Today we made a cage for our monarch larvae. We used a tomato cage and netting material. We learned how to do this on the Monarch Watch website. We put the netting all around the tomato cage and tied it on top with some yarn. We have to put a lot of milkweed in there every day. That’s the only thing monarch larvae will eat. They are very picky eaters!
As we observed the monarch larvae daily, we continued to record our observations. Much of what my students wrote reflected simple observations:
“The caterpillars are eating a lot of milkweed.”
“They are growing a lot.”
“They are getting longer.”
“They are getting fatter.”
“My caterpillar made its chrysalis today!”
Finally, on a beautiful, sunny day in late September, I took a group of students outside on the playground to release our adult monarch butterflies. Each student had an opportunity to say something to the monarchs before we released them.
When we returned to our classroom, we collaborative composed and typed this brief piece describing our ceremony:
Butterfly, you are very beautiful! We wish you safe travels to Mexico. Please take some time to rest before you go. Mexico is a long way away. Migration is hard work! You have a very long journey ahead of you.

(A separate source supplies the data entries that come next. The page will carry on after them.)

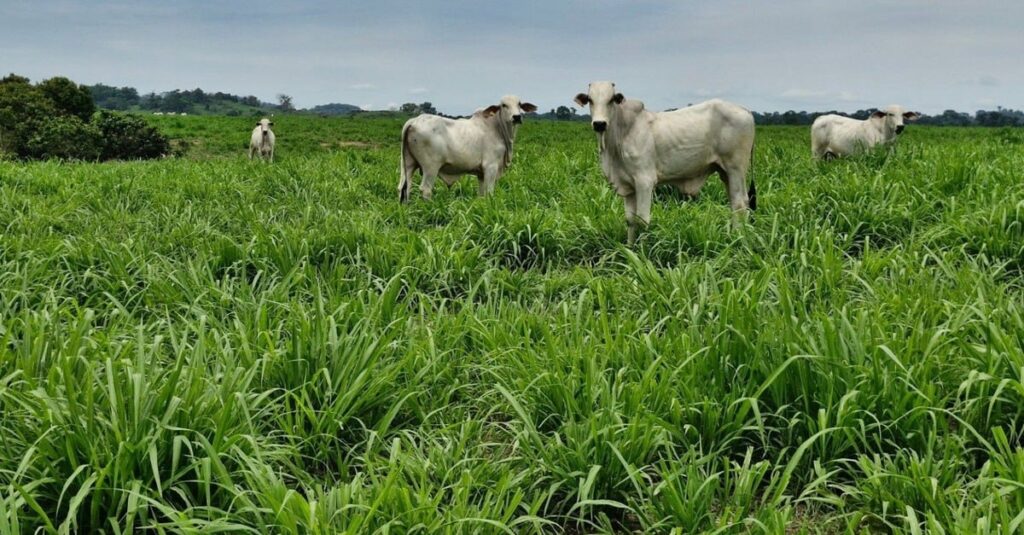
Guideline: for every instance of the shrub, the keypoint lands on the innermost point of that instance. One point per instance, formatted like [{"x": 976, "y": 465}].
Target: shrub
[
  {"x": 69, "y": 97},
  {"x": 23, "y": 109},
  {"x": 66, "y": 137},
  {"x": 129, "y": 137}
]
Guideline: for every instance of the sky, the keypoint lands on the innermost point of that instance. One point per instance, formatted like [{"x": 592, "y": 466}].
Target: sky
[{"x": 463, "y": 54}]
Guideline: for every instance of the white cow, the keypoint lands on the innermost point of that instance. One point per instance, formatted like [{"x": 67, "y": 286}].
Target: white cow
[
  {"x": 834, "y": 135},
  {"x": 262, "y": 140},
  {"x": 641, "y": 149},
  {"x": 480, "y": 146}
]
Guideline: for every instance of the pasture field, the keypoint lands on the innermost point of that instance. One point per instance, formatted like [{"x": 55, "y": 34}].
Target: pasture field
[{"x": 210, "y": 344}]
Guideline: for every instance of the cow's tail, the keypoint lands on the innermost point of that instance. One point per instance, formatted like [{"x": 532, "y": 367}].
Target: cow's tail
[
  {"x": 752, "y": 193},
  {"x": 407, "y": 173}
]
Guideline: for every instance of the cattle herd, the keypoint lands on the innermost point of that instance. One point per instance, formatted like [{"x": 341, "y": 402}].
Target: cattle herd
[{"x": 639, "y": 149}]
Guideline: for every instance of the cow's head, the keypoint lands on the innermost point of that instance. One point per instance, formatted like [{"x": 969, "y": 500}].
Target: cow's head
[
  {"x": 891, "y": 120},
  {"x": 264, "y": 125},
  {"x": 602, "y": 98},
  {"x": 510, "y": 110}
]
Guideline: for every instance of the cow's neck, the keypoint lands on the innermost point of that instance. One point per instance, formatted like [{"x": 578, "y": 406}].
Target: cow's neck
[
  {"x": 883, "y": 132},
  {"x": 507, "y": 132},
  {"x": 610, "y": 139}
]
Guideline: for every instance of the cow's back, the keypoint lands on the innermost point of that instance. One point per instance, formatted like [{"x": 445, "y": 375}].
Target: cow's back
[
  {"x": 690, "y": 139},
  {"x": 450, "y": 145}
]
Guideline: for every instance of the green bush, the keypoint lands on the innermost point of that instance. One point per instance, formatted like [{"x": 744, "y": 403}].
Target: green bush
[
  {"x": 23, "y": 109},
  {"x": 67, "y": 137},
  {"x": 129, "y": 137},
  {"x": 55, "y": 119},
  {"x": 69, "y": 97}
]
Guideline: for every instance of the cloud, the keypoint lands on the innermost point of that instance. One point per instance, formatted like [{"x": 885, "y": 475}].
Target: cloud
[
  {"x": 802, "y": 94},
  {"x": 988, "y": 81}
]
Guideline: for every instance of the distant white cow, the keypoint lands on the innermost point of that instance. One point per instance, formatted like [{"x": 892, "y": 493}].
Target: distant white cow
[
  {"x": 641, "y": 149},
  {"x": 480, "y": 146},
  {"x": 262, "y": 140},
  {"x": 835, "y": 135}
]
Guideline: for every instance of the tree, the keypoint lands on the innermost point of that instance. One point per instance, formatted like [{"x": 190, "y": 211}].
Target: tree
[
  {"x": 285, "y": 103},
  {"x": 23, "y": 110},
  {"x": 564, "y": 113},
  {"x": 14, "y": 79},
  {"x": 129, "y": 137},
  {"x": 69, "y": 97},
  {"x": 67, "y": 137}
]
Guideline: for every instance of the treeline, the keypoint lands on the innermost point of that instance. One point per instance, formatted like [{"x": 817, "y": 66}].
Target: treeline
[
  {"x": 126, "y": 98},
  {"x": 998, "y": 117},
  {"x": 57, "y": 118}
]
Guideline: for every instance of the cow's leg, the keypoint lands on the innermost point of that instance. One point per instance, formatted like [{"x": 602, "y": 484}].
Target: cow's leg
[
  {"x": 427, "y": 184},
  {"x": 489, "y": 179},
  {"x": 644, "y": 192},
  {"x": 734, "y": 178},
  {"x": 630, "y": 201}
]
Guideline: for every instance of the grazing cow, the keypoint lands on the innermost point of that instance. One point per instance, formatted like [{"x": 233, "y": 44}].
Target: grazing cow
[
  {"x": 835, "y": 135},
  {"x": 262, "y": 140},
  {"x": 480, "y": 146},
  {"x": 641, "y": 149}
]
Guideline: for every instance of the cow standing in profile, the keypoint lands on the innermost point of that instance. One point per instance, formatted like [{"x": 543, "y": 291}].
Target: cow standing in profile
[
  {"x": 641, "y": 149},
  {"x": 480, "y": 146},
  {"x": 262, "y": 140},
  {"x": 835, "y": 135}
]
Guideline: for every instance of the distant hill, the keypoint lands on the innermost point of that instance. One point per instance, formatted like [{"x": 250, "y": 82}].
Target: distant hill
[
  {"x": 197, "y": 101},
  {"x": 335, "y": 109}
]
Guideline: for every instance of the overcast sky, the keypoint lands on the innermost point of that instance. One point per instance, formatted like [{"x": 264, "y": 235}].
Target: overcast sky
[{"x": 771, "y": 55}]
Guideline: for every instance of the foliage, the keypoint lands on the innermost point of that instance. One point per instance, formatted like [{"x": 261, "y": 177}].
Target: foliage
[
  {"x": 23, "y": 110},
  {"x": 129, "y": 137},
  {"x": 285, "y": 103},
  {"x": 335, "y": 109},
  {"x": 417, "y": 109},
  {"x": 214, "y": 345},
  {"x": 110, "y": 97},
  {"x": 69, "y": 97},
  {"x": 54, "y": 119},
  {"x": 65, "y": 137}
]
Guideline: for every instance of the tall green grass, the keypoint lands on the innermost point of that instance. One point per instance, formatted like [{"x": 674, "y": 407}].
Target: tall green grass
[{"x": 208, "y": 344}]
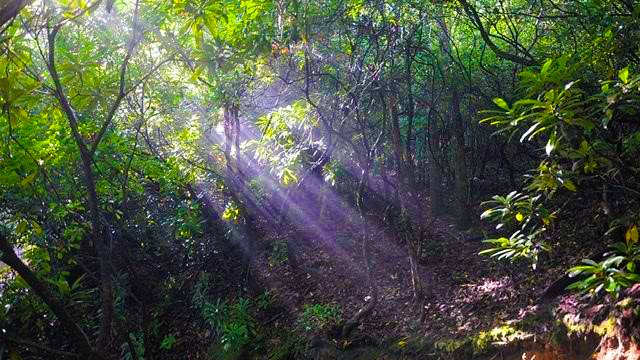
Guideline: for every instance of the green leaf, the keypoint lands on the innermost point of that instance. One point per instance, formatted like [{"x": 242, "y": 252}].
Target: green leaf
[
  {"x": 501, "y": 103},
  {"x": 623, "y": 75}
]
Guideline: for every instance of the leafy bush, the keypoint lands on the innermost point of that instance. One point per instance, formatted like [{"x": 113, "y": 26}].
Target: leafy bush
[
  {"x": 588, "y": 145},
  {"x": 233, "y": 323},
  {"x": 319, "y": 317}
]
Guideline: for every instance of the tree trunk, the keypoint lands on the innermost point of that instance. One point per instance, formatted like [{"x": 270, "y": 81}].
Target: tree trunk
[
  {"x": 459, "y": 163},
  {"x": 435, "y": 174},
  {"x": 9, "y": 257}
]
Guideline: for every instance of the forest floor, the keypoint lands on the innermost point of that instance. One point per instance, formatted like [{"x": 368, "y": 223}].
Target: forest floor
[{"x": 465, "y": 293}]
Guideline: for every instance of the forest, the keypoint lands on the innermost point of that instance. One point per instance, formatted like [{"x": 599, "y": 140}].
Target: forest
[{"x": 328, "y": 179}]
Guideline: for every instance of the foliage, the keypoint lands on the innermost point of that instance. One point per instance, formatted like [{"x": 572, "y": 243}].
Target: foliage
[
  {"x": 318, "y": 317},
  {"x": 579, "y": 155},
  {"x": 233, "y": 323}
]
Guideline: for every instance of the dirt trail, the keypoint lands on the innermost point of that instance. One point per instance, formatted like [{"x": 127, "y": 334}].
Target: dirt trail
[{"x": 465, "y": 292}]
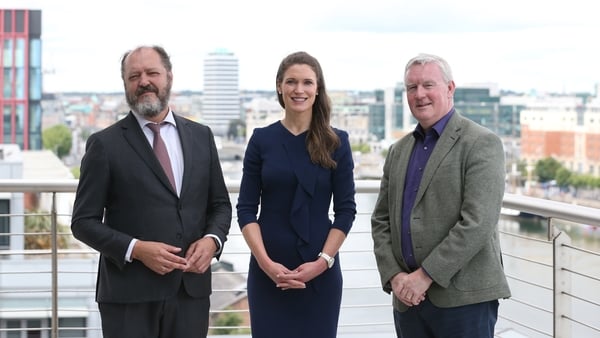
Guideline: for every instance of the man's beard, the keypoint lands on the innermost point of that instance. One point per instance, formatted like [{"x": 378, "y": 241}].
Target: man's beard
[{"x": 149, "y": 106}]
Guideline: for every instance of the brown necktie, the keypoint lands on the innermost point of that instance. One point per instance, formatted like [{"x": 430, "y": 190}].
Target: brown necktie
[{"x": 160, "y": 150}]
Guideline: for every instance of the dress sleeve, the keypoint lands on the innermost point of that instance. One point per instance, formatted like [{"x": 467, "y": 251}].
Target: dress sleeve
[
  {"x": 250, "y": 186},
  {"x": 344, "y": 205}
]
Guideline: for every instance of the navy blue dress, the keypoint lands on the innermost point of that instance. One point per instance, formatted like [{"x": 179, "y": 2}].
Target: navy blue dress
[{"x": 294, "y": 197}]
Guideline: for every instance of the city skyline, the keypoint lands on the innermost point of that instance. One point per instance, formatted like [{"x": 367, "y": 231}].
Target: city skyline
[{"x": 361, "y": 45}]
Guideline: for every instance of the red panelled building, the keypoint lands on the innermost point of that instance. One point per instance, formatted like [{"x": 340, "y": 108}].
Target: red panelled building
[{"x": 21, "y": 77}]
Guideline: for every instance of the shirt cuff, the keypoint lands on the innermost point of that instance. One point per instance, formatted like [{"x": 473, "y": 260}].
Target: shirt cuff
[
  {"x": 128, "y": 258},
  {"x": 217, "y": 242}
]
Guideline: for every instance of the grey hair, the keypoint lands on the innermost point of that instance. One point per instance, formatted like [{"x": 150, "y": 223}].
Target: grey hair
[{"x": 423, "y": 59}]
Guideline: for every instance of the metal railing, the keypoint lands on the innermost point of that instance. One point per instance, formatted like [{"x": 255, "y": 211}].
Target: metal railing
[{"x": 553, "y": 272}]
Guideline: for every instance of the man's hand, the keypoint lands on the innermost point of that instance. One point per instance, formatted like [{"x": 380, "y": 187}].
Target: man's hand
[
  {"x": 159, "y": 257},
  {"x": 200, "y": 255},
  {"x": 410, "y": 288}
]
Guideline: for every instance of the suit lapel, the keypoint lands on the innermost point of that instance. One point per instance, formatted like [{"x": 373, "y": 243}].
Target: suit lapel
[
  {"x": 134, "y": 135},
  {"x": 444, "y": 145},
  {"x": 185, "y": 135}
]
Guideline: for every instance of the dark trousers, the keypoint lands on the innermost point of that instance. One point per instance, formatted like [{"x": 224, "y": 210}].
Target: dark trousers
[
  {"x": 429, "y": 321},
  {"x": 180, "y": 316}
]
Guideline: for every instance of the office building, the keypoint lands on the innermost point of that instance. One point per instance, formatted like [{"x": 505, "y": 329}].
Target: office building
[
  {"x": 21, "y": 77},
  {"x": 221, "y": 96}
]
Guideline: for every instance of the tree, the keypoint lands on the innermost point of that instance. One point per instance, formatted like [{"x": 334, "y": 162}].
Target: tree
[
  {"x": 37, "y": 229},
  {"x": 237, "y": 128},
  {"x": 563, "y": 177},
  {"x": 546, "y": 169},
  {"x": 228, "y": 322},
  {"x": 59, "y": 139}
]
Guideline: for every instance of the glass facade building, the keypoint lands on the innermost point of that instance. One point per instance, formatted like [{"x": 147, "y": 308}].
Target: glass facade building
[
  {"x": 21, "y": 77},
  {"x": 221, "y": 99}
]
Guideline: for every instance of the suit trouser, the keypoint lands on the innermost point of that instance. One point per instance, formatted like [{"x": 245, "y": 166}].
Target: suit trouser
[
  {"x": 180, "y": 316},
  {"x": 429, "y": 321}
]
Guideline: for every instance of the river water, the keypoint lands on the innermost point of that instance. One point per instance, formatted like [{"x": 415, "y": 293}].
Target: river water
[{"x": 526, "y": 260}]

This process of bridging nonfiction writing with scientific inquiry is a lot of work as it takes place in the context of managing 6-8 students with significant/multiple disabilities. It takes up my personal time in the evenings and weekends as I drive around in search of milkweed along highways and construction sites. Needless to say, there have been many times when I have questioned whether it is worth all of the trouble, but in the end I always reach the same conclusion – it is definitely worth the trouble! Of course, things do not always go smoothly: the larvae may fail to develop; there is never enough time in the school day for meaningful observation and reflection; and we are constantly interrupted by therapies and various medical procedures. Yet despite all these frustrations, this experience provides rich opportunities for learning and nonfiction writing. In fact, it is often this study which grounds us.
Through our collaborative, hands-on approach to nonfiction writing tied to a science unit on butterfly metamorphosis, my students with significant/multiple disabilities constructed their knowledge about monarchs and communicated their understandings to others via butterfly journals, photographs, and text. They wrote in academic language and used grade-appropriate, content vocabulary; further they included non-textual nonfiction features in their pieces to communicate what they knew about this topic.